# Peruvian Paso x Quarter Horse?



## soenjer55 (Dec 4, 2011)

I know nothing about this cross, but I think that the right horses crossed could make a very, very good trail horse! Now that you've mentioned it on the forum, you know you have to share pictures and stuff, right? Lol.


----------



## Asama (Apr 7, 2012)

Oh yes of course! I'm just at work on my iPad but as soon as I get a free minute I'm going to be posting pictures of all my fur babies! The Pasos are actually technically my parents abut I'm currently trying to convince my boyfriend I NEED this gorgeous spb apha mare that I found! Lol


----------



## countryryder (Jan 27, 2012)

I used to own a Peruvian Paso x QH cross! He was out of a Peruvian mare and by a QH stud.We used him for trail riding and he was great;he was gaited and you could ride him all day and not get sore.  I sold him to a friend of a friend who has a dude ranch up in the mountains and they also use him for trail riding.
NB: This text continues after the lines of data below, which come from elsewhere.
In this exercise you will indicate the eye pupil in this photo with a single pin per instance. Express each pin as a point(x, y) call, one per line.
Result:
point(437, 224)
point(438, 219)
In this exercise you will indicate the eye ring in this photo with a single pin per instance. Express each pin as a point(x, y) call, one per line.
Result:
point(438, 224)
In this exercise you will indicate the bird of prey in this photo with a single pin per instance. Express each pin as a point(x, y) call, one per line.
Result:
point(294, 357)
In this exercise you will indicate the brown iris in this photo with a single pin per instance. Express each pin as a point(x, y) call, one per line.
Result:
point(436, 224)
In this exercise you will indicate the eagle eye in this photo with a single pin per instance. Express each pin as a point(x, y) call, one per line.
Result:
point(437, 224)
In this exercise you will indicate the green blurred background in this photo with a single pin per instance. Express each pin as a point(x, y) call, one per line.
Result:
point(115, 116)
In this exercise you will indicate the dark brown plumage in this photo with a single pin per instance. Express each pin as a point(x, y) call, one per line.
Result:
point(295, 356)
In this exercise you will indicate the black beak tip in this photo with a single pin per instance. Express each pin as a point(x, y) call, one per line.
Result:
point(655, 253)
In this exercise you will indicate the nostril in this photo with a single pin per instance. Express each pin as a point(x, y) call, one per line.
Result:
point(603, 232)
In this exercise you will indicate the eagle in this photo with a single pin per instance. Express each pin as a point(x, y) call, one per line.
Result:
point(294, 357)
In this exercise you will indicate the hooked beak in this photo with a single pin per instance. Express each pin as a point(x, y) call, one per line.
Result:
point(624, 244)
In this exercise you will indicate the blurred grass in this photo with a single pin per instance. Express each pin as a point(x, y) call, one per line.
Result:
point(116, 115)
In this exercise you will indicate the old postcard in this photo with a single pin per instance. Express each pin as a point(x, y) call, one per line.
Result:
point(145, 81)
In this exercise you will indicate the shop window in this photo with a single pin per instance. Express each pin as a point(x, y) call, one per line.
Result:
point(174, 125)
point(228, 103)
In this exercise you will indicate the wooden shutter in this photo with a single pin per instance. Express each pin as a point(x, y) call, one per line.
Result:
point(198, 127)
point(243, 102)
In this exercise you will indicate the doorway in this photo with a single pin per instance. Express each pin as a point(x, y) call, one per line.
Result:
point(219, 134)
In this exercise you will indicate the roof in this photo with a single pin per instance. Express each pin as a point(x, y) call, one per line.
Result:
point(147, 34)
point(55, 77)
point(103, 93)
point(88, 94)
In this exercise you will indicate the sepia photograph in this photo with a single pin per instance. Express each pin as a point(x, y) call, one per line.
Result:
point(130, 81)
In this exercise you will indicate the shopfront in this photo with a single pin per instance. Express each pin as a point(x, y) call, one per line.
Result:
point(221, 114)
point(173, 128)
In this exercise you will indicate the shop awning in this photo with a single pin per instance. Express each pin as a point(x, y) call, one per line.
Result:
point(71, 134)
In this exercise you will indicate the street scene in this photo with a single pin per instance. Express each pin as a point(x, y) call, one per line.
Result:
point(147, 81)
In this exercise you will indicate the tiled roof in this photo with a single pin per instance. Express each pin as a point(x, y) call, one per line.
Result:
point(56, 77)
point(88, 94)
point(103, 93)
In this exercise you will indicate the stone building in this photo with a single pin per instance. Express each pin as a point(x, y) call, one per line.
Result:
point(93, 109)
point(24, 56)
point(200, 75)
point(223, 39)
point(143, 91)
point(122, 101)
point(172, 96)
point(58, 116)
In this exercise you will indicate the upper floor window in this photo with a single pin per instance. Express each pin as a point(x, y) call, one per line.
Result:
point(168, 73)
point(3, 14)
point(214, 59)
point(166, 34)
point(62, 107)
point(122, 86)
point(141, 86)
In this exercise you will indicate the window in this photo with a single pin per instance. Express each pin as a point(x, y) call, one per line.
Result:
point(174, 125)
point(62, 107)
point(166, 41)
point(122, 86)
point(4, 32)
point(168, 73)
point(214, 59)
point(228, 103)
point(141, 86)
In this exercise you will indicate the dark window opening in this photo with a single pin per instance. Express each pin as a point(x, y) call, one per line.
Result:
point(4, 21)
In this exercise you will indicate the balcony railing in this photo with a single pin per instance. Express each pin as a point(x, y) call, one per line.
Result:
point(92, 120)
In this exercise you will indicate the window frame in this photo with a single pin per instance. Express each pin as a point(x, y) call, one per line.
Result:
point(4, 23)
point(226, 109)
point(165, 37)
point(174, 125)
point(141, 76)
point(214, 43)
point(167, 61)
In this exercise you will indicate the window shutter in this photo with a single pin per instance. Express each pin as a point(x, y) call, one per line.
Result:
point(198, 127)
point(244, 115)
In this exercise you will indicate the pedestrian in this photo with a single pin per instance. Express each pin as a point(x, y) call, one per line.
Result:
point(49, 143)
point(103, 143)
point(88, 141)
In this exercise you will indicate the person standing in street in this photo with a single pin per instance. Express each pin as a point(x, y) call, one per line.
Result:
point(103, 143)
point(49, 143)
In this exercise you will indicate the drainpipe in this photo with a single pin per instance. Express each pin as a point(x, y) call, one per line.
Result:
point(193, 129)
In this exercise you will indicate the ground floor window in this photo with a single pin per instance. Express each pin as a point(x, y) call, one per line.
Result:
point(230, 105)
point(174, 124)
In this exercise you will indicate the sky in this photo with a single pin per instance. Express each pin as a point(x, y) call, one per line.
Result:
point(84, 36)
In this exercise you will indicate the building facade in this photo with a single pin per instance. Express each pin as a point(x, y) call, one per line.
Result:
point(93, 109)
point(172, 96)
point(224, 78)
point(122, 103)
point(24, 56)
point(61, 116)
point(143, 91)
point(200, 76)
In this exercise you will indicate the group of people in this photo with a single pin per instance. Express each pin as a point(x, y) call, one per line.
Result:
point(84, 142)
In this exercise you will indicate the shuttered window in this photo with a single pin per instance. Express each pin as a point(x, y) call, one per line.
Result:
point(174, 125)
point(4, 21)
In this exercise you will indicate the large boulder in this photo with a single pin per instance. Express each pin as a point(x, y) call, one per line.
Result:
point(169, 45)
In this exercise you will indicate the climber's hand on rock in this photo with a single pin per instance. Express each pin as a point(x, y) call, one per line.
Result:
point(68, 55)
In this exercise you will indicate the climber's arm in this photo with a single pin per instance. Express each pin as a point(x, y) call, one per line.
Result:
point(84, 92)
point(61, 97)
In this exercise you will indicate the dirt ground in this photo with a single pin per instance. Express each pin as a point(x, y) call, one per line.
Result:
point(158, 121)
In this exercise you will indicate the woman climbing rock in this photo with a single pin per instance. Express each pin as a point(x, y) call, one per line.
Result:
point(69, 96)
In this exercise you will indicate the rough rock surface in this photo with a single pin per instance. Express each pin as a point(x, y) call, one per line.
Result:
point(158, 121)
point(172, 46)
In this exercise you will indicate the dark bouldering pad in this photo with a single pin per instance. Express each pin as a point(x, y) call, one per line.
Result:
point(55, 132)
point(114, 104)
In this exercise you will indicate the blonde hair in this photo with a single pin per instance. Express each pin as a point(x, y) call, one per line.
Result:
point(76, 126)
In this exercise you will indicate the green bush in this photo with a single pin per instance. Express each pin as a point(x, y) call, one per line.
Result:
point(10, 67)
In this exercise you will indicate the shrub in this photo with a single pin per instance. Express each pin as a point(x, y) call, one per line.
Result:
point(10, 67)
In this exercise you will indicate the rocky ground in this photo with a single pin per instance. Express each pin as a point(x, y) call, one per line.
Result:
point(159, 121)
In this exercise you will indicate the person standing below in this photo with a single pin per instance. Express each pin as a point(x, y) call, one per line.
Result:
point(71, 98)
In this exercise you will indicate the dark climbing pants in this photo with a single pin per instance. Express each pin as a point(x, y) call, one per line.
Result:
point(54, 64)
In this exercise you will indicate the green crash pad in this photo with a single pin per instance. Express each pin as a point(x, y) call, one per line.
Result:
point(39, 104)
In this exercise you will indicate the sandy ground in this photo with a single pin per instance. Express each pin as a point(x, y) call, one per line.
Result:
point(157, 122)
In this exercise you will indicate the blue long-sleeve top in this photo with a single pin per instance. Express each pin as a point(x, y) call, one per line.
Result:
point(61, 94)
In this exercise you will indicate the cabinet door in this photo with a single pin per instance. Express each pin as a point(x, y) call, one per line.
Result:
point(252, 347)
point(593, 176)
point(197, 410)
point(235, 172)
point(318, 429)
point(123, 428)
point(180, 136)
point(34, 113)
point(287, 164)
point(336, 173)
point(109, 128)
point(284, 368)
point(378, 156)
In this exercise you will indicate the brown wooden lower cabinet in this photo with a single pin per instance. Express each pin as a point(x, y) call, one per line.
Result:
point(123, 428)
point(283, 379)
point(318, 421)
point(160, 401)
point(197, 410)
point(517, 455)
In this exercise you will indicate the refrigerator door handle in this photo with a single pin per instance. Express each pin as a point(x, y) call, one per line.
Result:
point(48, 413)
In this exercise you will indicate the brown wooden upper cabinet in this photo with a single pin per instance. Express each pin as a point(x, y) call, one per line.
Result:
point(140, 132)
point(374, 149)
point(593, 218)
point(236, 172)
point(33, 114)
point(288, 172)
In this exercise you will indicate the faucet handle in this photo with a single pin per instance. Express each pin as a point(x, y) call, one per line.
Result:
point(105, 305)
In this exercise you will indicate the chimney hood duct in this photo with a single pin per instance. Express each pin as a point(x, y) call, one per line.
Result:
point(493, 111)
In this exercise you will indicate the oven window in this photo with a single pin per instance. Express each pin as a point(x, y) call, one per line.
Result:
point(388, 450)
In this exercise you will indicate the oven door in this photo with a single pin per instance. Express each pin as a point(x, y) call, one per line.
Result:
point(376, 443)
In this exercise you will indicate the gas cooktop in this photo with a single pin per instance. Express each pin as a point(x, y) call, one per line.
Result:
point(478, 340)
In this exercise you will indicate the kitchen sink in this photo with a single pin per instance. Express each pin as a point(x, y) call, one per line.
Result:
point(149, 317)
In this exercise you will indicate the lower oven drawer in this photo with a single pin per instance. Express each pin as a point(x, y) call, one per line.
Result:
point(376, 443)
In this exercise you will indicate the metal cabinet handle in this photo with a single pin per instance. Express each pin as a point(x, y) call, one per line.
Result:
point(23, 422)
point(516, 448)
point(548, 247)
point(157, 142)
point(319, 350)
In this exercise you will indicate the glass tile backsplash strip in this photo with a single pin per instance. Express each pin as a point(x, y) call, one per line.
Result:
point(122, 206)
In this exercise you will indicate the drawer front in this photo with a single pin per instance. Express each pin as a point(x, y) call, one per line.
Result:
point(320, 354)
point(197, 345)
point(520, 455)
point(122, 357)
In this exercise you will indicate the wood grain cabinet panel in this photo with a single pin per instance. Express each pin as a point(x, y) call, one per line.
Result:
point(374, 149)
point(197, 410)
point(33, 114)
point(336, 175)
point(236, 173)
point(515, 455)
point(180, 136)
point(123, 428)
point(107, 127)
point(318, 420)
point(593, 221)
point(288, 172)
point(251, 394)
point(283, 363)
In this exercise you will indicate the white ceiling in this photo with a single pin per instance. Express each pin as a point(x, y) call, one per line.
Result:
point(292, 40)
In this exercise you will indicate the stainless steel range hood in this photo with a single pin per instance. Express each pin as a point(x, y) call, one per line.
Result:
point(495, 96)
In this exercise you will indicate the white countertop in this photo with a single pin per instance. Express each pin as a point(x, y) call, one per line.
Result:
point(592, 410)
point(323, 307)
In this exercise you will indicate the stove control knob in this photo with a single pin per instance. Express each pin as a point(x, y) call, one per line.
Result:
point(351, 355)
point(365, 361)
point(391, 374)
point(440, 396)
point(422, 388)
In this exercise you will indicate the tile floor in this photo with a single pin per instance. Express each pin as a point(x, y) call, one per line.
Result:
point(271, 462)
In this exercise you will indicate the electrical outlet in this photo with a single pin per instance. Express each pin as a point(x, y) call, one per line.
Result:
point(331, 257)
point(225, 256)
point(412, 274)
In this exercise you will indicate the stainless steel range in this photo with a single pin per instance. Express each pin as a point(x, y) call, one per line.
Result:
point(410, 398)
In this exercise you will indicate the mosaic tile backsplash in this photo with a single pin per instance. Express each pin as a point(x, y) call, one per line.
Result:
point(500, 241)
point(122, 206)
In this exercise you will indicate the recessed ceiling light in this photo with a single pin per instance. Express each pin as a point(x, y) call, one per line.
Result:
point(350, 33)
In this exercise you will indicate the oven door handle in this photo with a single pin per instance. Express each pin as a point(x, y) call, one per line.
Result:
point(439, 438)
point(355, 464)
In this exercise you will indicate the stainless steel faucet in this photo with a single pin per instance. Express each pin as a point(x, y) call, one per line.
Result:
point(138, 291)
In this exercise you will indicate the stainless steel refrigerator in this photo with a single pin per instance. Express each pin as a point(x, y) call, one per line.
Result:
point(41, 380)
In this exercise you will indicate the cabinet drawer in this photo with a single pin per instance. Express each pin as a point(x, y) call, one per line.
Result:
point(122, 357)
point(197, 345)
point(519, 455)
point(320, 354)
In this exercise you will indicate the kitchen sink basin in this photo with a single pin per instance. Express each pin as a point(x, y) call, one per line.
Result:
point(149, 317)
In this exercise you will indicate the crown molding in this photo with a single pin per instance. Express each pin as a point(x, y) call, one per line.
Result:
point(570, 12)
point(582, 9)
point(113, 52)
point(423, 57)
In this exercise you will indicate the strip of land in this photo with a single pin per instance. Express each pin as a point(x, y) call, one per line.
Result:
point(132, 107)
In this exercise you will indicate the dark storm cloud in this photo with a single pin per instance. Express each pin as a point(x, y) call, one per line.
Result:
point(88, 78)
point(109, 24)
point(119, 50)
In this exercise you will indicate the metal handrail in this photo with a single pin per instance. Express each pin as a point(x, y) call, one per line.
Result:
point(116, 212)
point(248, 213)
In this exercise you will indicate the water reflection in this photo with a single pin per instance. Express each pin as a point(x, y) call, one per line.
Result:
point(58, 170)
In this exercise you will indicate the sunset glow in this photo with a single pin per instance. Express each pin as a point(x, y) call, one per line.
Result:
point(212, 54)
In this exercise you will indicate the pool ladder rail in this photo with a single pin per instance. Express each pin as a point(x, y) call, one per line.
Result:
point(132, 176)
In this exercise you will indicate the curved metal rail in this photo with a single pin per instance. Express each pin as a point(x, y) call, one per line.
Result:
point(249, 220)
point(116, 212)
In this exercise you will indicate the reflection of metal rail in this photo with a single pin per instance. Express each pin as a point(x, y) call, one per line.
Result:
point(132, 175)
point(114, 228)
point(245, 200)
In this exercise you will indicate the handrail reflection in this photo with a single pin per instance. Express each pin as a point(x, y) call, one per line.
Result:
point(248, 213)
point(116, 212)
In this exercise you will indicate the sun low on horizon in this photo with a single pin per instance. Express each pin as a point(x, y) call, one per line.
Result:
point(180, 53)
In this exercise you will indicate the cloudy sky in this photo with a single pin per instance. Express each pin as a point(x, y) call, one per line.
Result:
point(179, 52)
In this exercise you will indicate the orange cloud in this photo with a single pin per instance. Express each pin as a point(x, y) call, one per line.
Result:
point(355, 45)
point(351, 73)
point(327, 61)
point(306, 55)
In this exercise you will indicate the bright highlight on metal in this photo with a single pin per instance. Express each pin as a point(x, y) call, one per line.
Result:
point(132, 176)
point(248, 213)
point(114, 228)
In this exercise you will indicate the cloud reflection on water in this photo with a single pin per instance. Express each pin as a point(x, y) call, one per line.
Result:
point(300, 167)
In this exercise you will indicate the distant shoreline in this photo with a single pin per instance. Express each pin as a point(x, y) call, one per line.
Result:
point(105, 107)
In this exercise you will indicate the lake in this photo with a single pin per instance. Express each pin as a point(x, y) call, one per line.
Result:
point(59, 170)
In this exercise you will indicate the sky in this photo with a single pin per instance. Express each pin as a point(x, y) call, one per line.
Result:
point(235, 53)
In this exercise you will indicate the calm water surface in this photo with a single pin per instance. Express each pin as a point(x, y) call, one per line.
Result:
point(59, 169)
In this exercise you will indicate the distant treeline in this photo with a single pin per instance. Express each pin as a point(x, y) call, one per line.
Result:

This is not the best pic of him,but it is the only one I have on my laptop..


----------



## gigem88 (May 10, 2011)

I can't wait to see the photos!


----------



## Joe4d (Sep 1, 2011)

i have generally found gaited to non gaited crosses are more likely to produce the worst of both as opposed to the best. 
You end up with a horse that doesnt gait, but has a bone jarring trot. granted most of that experience is with walker crosses. QH crosses are a dime a dozen. I would have kept it a paso.


----------



## trailhorserider (Oct 13, 2009)

I have a coming 2 yr old gelding by a QH stallion and out of a registered Missouri Fox Trotter mare. When I bought her I didn't know she was pregnant. :lol:

Her last purebred baby is being sold with an asking price of $8000. So what do the last owners do? Breed her (and several other Fox Trotter mares) to their QH stud. I guess they felt they were breeding for a line of dude string horses is what I've been told.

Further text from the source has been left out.